Ahmet trouxe o garanhão pronto. Pilar montou de imediato e o fez trotar ao redor do pátio. Querendo ver até que ponto estava ensinado, Pilar experimentou comandar com pancadinhas das mمos e aperto de pernas. Maktub respondeu com imediata e certeira obediência.
Cinco minutos depois, Pilar chegava ao lado de Zayn, que tinha montado um outro maciço garanhão negro: Tengri.
— Ele é um sonho! — Exclamou Pilar, animada. — Reconheço que você é um encantador de cavalos. Maktub está muito bem ensinado!
— Você não esperava por isso? — Caçoou ele. — Vamos dar uma volta por Aysun, antes que escureça.

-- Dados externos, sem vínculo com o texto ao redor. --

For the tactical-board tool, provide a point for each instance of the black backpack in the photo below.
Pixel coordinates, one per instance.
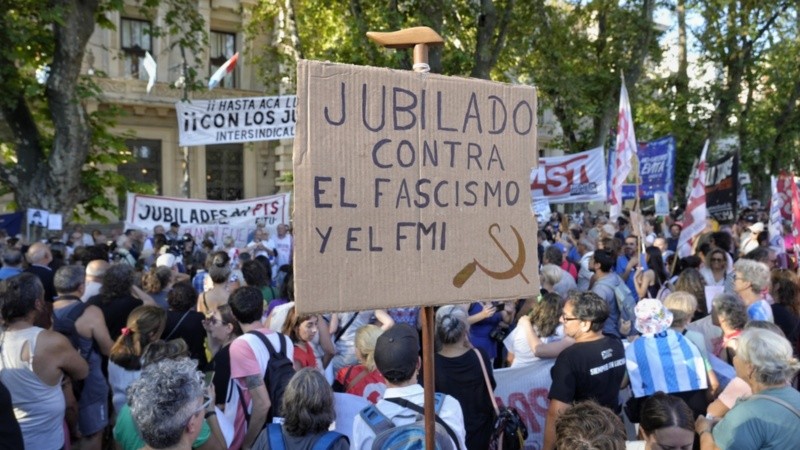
(66, 326)
(280, 370)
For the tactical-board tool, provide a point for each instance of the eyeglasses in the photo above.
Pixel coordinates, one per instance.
(214, 321)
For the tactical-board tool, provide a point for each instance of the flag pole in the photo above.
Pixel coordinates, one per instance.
(419, 38)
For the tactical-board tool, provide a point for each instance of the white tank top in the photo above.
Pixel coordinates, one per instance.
(39, 407)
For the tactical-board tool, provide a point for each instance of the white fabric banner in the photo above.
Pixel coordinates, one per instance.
(580, 177)
(525, 388)
(235, 218)
(230, 120)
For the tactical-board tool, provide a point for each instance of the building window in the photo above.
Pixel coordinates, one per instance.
(135, 41)
(223, 47)
(144, 165)
(224, 172)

Depois de ultrapassarem os campos cultivados e os pastos, Pilar teve impressão de estar no teto do mundo. Um vento frio soprava constantemente, agitando-lhe os cabelos e fazendo-os esvoaçar para trás, como uma brilhante flâmula de ouro. Galoparam alguns quilômetros. Quando, enfim, puseram os cavalos a passo, ela perguntou.
— Max e Tornado são descendentes daquela égua magnífica que está numa fotografia do livro que você me emprestou no trem?
Zayn olhou-a rapidamente.
— Então, você teve tempo de olhar o livro e ver o dinheiro...

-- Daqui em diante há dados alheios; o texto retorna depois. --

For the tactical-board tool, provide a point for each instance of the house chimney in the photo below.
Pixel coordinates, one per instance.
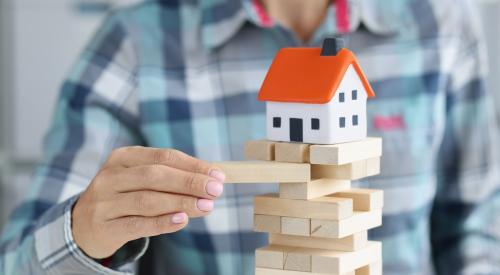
(331, 46)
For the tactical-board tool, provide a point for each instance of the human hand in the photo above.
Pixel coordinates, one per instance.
(141, 192)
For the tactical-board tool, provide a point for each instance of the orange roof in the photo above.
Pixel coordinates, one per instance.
(302, 75)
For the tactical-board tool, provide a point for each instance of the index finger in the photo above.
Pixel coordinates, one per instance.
(138, 155)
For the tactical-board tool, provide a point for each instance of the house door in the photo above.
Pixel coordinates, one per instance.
(296, 131)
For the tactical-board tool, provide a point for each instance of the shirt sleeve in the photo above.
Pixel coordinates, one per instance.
(96, 112)
(465, 221)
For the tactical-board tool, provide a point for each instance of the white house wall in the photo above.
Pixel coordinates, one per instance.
(328, 114)
(348, 108)
(297, 110)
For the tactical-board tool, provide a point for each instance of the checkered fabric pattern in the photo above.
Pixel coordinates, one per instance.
(185, 74)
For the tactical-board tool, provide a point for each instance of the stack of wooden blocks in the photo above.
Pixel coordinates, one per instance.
(317, 224)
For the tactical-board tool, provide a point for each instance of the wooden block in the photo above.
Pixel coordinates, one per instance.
(343, 153)
(295, 226)
(360, 221)
(333, 262)
(330, 261)
(259, 150)
(350, 171)
(269, 258)
(269, 271)
(313, 189)
(371, 269)
(350, 243)
(363, 199)
(297, 261)
(264, 171)
(292, 152)
(328, 208)
(266, 223)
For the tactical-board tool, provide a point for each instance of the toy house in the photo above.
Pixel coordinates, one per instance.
(316, 95)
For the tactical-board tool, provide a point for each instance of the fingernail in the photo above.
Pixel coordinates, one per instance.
(218, 175)
(214, 188)
(205, 205)
(179, 218)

Pilar sentiu o rosto queimar, apesar do vento gelado, e rezou para Zayn não notar que estava vermelha. Falou friamente.
— Suas intenções eram muito mais condenáveis do que a minha.
— Errou feio! — Disse ele, com um sorriso. — Eu não a trouxe até aqui para brigar com você, Pilar. Não se esquente tanto.
— Para que, então, você me trouxe a Aysun? — Indagou ela.
— Porque sou um egoísta... — Respondeu Zayn, sacudindo os ombros. — Queria ter você mais tempo comigo.
— Por quê? — Insistiu Pilar, com um começo de raiva. — Para me proteger dos possíveis pretendentes que poderiam surgir na minha vida?
— Pilar, você não é boba. Eu sei disso. Idiotas como aquele não foram feitos para mulheres como você. Sua vez vai chegar. A cigana não disse que vai se casar com o homem que o seu coração escolher?
— Devia ter deixado que ela lesse sua sorte, Zayn. — Explodiu Pilar. — Quem sabe ela ia dizer que você vai se casar com uma mulher que conseguir chegar no seu coração de pedra!
— Não seria você, então, diabos! — Ele esporeou o cavalo, que disparou na direção do rancho.
Pilar ficou olhando cavalo e cavaleiro afastarem-se, depois deu uma palmadinha no pescoço do garanhão dourado. Por que, perguntou a si mesma, eu tinha que amar um homem impossível como esse?